Fig 8. Specificity and efficacy of Oxa33.

Fig 8

(A) Rv and Rv::glmU tet-on cultures were grown in presence of 1 μg/ml ATc and different concentrations of Oxa33 or INH (as indicated). 0.02% resazurin dye was added on day 7. Pink colour indicates viable bacteria while blue colour indicates dead bacteria. ‘C’ denotes culture media control. The experiment was performed thrice. (B) Differentiated THP1 were infected either with Rv or Rv::glmU tet-on and grown in RPMI media containing 400 ng/ml ATc. 24 h post infection different concentrations (as indicated) of Oxa33 or vehicle control was supplemented to the media for the next 72 h followed by CFU enumeration. Experiment was performed in triplicates and the error bars represent s.e.m. (C) BALB/c mice (7 to 11 mice / group) were infected with Rv and the infection was allowed to be established for 28 day. Oxa33 (50 mg/kg, intraperitoneal, in 2.5% Tween 80) or INH (25 mg/kg, in drinking water with 5% sucrose) were administered to the mice for a subsequent period of 56 days. CFU in the lungs of mice were determined on 1, 28 and 84 days post infection.
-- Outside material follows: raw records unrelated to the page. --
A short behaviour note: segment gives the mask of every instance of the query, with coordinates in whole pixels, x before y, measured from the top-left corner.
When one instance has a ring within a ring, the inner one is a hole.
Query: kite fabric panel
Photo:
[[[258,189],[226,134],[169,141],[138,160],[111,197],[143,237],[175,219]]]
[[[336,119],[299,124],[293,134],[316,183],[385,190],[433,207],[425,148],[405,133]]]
Day 1st and day 28th CFUs show successful implantation and establishment of infection, respectively. 56 days of Oxa33 or INH treatment partially reduces the mean bacillary load to 2.78 and 1.3 on log10 scale. ***p<0.0005 or 0.0006, two tailed non parametric t-test, error bars represent s.e.m. (D) While the overall pathology of lungs (upper panel) illustrates robust Mtb infection in untreated mice, relatively smaller and fewer lesions and granulomas were observed in Oxa33 or INH treated mice. Lower panel exhibit hematoxylin and eosin stained photomicrograph of lungs from Rv, INH treated and Oxa33 treated mice at 100x magnification. This histopathological analysis shows large or small granuloma with lymphocytes and foamy histiocytes in Rv infected mice or Oxa treated mice respectively G = Granuloma, BL = Bronchial Lumen, AS = Alveolar space. (E) Granuloma scores from lungs of infected and treated mice for 4 weeks and 12 weeks.